The cemetery was closed for many years, but since 2011 it has been open to the public four days a week. Signs provide information about the site, Jewish customs and the famous people buried here who made an impact on Danish society.
Photo: Søren Rud
DATA & LINKSMosaisk Begravelsesplads
(The Jewish Cemetery)
2200 Copenhagen N
- Cultural history, peace, quiet and contemplation.
- The cemetery is open from 1 April to 30 September on Mondays, Wednesdays, Thursdays and Sundays from 10:00–18:00, except on Jewish holidays.
- Men are asked to wear something on their heads. You can borrow a calotte at the entrance.
- The cemetery must be navigated by the paths only because many of the graves are unmarked.
- The Jewish Museum organises guided tours. Contact: firstname.lastname@example.org or tel.: (+45) 33 11 22 18
- The Jewish Cemetery in Møllegade was established in 1693. In 1886, a new Jewish burial ground was created at the Western Cemetery but burials continued at Møllegade until 1967. Some tombstones lie flat, in accordance with the tradition among Sephardi Jews from the Iberian Peninsula.

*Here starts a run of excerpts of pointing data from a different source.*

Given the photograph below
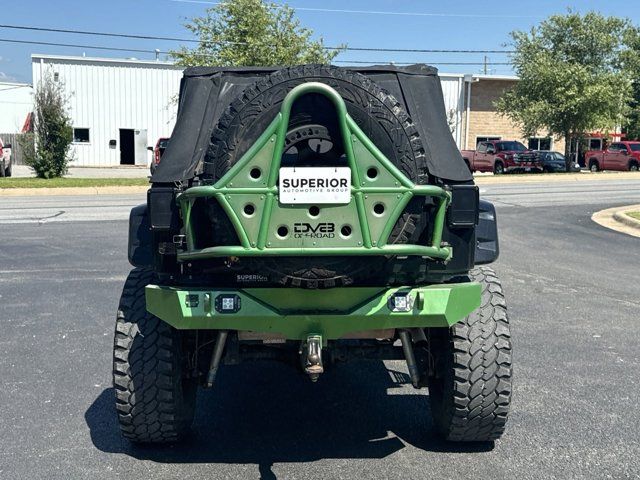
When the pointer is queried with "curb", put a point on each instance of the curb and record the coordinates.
(615, 219)
(553, 178)
(625, 219)
(29, 192)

- Among those buried here are the founders of Bing & Grøndahl; the co-founder of Privatbanken; the father of the founder of Bonnier Publishing; the founder of the Hirschsprung Collection; Hans Christian Andersen’s close friend Dorothea Melchior and Niels Bohr’s parents.
- Harriet, the first wife of Edvard Brandes, the co-founder of the newspaper Politiken, is also buried here. She committed suicide after being unfaithful to her husband.
- Brandes, who had a mistress himself, is not buried in the cemetery. He was cremated – which is not in accordance with Jewish tradition.
- Lime trees, ivy and a mass of natural ground vegetation.
- There are no benches, and you are not permitted to eat or drink in the cemetery.
- There are several general stores and cafés in the neighbourhood.